Knowledge Decision rules, thresholds, edge cases, examples
Skills Procedures, inputs, outputs, quality criteria
Tools Authenticated connections to external services

Figure 3. The three components of a capability.

4.2 Authoring

Capability creation follows a structured workflow. Experts define knowledge, skills, and tool connections through an interface that requires no programming. Before deployment, capabilities run against sample inputs to verify output quality; authors compare results to expected outcomes and refine definitions until they meet organizational standards. Completed capabilities deploy within the organization with full version control, allowing rollback and audit of how each capability evolved over time.

5. Value Economics

Competition among LLM providers is compressing inference costs toward commodity levels. As reasoning becomes cheaper, durable value migrates to layers that are harder to replicate: context that accumulates through organizational use, and capabilities that require genuine domain expertise to create. This architecture positions organizations to capture that value rather than ceding it to model providers.

Component Ownership Value
LLM Provider Commodity
Context Organization + Individual Durable
Capabilities Organization + Individual Durable

Figure 4. Value distribution across architecture layers.

6. Design Philosophy

Where current discourse emphasizes autonomous AI agents, this architecture positions the human as the agent. The system provides leverage for human decision-making rather than replacing it. Every process begins with a user request and concludes with user validation; the system amplifies capability between these two moments of human judgment but does not act independently.

Input User submits request
Processing LLM parses intent
Play New injects context + capabilities
LLM generates response
Output User reviews and decides

Figure 5. The human remains the agent throughout the workflow.

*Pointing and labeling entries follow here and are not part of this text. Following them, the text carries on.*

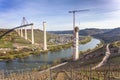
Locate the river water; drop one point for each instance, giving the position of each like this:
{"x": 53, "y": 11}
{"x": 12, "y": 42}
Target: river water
{"x": 34, "y": 61}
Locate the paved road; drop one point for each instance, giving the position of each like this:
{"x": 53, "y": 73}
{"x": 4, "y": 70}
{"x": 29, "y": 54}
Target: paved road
{"x": 105, "y": 58}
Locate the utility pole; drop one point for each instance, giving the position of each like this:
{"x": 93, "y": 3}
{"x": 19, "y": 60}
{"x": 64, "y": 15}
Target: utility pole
{"x": 75, "y": 50}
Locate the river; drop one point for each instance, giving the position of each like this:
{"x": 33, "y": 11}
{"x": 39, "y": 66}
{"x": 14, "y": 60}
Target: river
{"x": 34, "y": 61}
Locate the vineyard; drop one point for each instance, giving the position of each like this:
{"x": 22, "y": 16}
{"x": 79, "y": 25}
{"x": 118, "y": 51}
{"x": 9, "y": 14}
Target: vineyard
{"x": 108, "y": 72}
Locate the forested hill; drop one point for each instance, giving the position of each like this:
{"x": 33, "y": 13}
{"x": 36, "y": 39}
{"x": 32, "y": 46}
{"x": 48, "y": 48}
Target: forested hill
{"x": 110, "y": 36}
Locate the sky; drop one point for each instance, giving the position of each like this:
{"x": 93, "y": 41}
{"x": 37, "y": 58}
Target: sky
{"x": 101, "y": 14}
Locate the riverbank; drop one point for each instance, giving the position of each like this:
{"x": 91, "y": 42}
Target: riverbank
{"x": 13, "y": 54}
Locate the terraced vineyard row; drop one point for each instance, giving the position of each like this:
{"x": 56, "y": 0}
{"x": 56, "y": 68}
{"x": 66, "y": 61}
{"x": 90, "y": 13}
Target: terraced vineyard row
{"x": 84, "y": 73}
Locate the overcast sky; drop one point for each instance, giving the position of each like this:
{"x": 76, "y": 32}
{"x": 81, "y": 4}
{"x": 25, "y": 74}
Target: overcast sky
{"x": 102, "y": 14}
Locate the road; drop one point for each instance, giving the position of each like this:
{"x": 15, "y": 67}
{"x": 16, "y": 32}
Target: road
{"x": 105, "y": 58}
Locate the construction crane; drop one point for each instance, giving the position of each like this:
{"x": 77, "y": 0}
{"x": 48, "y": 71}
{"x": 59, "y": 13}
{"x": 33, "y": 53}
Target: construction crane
{"x": 74, "y": 11}
{"x": 76, "y": 38}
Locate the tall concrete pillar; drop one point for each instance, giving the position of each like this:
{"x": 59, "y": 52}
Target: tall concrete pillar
{"x": 21, "y": 32}
{"x": 76, "y": 52}
{"x": 45, "y": 39}
{"x": 18, "y": 31}
{"x": 25, "y": 33}
{"x": 32, "y": 32}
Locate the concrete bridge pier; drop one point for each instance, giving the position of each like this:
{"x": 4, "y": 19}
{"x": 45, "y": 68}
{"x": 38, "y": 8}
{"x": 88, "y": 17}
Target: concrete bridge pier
{"x": 76, "y": 52}
{"x": 45, "y": 39}
{"x": 32, "y": 32}
{"x": 21, "y": 32}
{"x": 25, "y": 33}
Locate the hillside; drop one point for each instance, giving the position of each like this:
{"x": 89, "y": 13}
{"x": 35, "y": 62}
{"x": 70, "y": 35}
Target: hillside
{"x": 110, "y": 36}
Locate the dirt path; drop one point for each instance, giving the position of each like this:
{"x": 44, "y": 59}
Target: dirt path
{"x": 105, "y": 58}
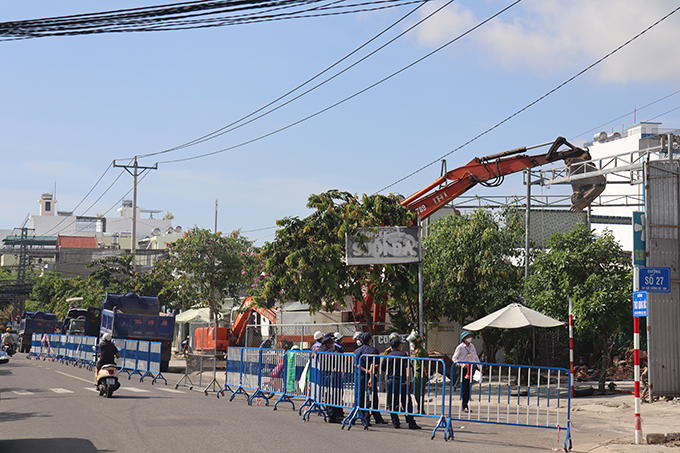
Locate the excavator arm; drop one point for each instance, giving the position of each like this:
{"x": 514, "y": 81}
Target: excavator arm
{"x": 490, "y": 171}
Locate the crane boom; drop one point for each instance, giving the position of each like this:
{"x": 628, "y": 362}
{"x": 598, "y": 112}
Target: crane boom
{"x": 481, "y": 170}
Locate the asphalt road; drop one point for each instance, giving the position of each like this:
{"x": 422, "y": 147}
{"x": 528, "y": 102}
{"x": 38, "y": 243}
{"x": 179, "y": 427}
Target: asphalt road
{"x": 48, "y": 406}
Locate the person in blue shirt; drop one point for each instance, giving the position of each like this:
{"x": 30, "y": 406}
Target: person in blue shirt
{"x": 465, "y": 352}
{"x": 368, "y": 391}
{"x": 398, "y": 371}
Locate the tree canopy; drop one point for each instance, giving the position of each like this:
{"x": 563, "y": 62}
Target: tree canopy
{"x": 306, "y": 261}
{"x": 595, "y": 273}
{"x": 473, "y": 266}
{"x": 208, "y": 267}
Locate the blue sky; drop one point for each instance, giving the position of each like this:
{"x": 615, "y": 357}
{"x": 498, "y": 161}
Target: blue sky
{"x": 71, "y": 105}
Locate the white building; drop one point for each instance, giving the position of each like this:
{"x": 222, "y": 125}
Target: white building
{"x": 620, "y": 191}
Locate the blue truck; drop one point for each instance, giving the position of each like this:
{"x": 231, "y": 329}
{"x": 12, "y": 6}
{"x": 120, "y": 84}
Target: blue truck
{"x": 35, "y": 322}
{"x": 134, "y": 317}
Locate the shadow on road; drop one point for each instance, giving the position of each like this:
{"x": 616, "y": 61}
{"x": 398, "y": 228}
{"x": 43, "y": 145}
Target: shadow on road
{"x": 65, "y": 445}
{"x": 18, "y": 416}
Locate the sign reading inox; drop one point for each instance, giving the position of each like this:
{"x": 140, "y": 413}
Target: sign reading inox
{"x": 389, "y": 245}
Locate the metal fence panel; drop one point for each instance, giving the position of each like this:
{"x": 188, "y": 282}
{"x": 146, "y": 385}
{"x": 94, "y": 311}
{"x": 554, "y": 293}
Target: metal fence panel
{"x": 663, "y": 246}
{"x": 512, "y": 395}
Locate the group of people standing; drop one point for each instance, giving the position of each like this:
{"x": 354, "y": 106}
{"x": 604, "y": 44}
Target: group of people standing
{"x": 398, "y": 376}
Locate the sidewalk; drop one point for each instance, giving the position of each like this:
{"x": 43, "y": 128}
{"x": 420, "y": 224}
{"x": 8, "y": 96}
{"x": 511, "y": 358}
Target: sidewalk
{"x": 606, "y": 423}
{"x": 601, "y": 423}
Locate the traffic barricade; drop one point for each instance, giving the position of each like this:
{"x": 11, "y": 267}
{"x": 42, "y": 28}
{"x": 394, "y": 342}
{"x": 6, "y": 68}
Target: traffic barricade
{"x": 513, "y": 395}
{"x": 405, "y": 386}
{"x": 36, "y": 347}
{"x": 332, "y": 386}
{"x": 272, "y": 365}
{"x": 232, "y": 372}
{"x": 155, "y": 362}
{"x": 250, "y": 376}
{"x": 143, "y": 359}
{"x": 128, "y": 353}
{"x": 296, "y": 375}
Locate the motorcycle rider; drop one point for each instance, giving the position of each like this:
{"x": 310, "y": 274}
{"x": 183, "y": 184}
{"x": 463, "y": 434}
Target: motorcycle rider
{"x": 7, "y": 337}
{"x": 108, "y": 352}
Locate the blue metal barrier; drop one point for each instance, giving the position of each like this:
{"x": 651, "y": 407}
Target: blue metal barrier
{"x": 398, "y": 382}
{"x": 513, "y": 395}
{"x": 332, "y": 386}
{"x": 142, "y": 357}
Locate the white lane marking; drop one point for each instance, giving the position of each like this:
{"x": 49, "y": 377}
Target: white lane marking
{"x": 22, "y": 392}
{"x": 135, "y": 389}
{"x": 170, "y": 390}
{"x": 61, "y": 390}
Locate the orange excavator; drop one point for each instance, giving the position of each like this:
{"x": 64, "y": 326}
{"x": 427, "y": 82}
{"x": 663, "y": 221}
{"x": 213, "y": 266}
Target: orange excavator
{"x": 490, "y": 170}
{"x": 206, "y": 337}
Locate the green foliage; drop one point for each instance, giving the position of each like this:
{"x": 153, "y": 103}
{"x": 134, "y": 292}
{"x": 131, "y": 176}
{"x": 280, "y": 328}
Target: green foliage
{"x": 593, "y": 271}
{"x": 207, "y": 267}
{"x": 305, "y": 262}
{"x": 472, "y": 265}
{"x": 596, "y": 274}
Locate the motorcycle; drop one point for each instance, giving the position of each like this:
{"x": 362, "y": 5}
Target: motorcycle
{"x": 9, "y": 348}
{"x": 186, "y": 349}
{"x": 107, "y": 380}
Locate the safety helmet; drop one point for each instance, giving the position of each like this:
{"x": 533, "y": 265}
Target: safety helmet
{"x": 414, "y": 337}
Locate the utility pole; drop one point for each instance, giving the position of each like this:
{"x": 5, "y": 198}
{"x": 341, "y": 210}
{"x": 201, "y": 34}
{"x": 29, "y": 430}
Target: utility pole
{"x": 135, "y": 172}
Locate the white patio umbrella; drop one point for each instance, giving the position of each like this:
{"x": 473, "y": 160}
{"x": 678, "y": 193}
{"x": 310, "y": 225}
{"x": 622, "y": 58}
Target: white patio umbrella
{"x": 514, "y": 316}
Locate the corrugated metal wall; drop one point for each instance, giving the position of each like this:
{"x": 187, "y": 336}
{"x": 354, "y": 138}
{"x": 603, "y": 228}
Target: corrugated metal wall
{"x": 663, "y": 222}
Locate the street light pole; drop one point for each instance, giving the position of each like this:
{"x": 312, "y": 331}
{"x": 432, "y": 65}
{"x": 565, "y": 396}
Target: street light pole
{"x": 135, "y": 173}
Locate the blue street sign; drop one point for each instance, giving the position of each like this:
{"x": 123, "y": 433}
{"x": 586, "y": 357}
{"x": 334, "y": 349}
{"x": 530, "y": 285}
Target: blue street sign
{"x": 655, "y": 279}
{"x": 639, "y": 304}
{"x": 639, "y": 239}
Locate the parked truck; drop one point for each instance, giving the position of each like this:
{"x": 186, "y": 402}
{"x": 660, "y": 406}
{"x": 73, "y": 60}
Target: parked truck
{"x": 134, "y": 317}
{"x": 35, "y": 322}
{"x": 82, "y": 321}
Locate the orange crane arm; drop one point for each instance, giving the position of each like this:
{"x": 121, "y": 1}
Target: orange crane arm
{"x": 480, "y": 170}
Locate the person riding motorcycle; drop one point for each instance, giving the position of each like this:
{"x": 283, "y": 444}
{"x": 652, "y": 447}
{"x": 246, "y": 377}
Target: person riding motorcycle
{"x": 7, "y": 337}
{"x": 108, "y": 352}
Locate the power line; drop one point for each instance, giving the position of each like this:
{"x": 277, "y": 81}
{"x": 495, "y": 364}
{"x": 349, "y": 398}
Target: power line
{"x": 627, "y": 114}
{"x": 348, "y": 97}
{"x": 229, "y": 128}
{"x": 83, "y": 200}
{"x": 583, "y": 71}
{"x": 183, "y": 16}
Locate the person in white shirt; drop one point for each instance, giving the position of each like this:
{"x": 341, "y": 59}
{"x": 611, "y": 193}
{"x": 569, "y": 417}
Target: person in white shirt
{"x": 465, "y": 352}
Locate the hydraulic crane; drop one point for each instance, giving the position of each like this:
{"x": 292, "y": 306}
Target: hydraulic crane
{"x": 490, "y": 170}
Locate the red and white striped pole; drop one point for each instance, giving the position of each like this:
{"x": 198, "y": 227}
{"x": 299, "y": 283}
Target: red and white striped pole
{"x": 571, "y": 345}
{"x": 636, "y": 363}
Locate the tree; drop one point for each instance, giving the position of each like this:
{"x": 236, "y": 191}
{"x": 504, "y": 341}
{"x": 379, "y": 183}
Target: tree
{"x": 208, "y": 267}
{"x": 472, "y": 267}
{"x": 596, "y": 274}
{"x": 305, "y": 262}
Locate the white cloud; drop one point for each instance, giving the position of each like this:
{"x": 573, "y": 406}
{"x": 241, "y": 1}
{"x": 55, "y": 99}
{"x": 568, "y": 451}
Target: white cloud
{"x": 552, "y": 35}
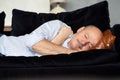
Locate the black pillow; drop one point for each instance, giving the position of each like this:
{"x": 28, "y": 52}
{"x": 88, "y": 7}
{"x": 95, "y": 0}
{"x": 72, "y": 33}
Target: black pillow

Three principles follow from this stance:

  • Transparency. Every output traces to its sources, and users can inspect which context was loaded, which capability was invoked, and which model produced each result.
  • Reversibility. No action becomes permanent without explicit confirmation, and every operation supports undo.
  • Auditability. The system maintains complete logs of what happened, when, and why, supporting both debugging and compliance requirements.

7. Getting Started

Organizations can engage with the platform at three levels:

  • Users begin by browsing the capability library to find expertise relevant to their work, installing capabilities and configuring them with organizational context to adapt outputs to specific situations.
  • Domain experts who want to scale their knowledge use the authoring interface to codify expertise as capability definitions, making their judgment available to colleagues who lack that specialized background.
  • Administrators deploy capabilities across teams or the entire organization with full audit trail and version control; the platform supports both cloud and on-premise deployment depending on security requirements.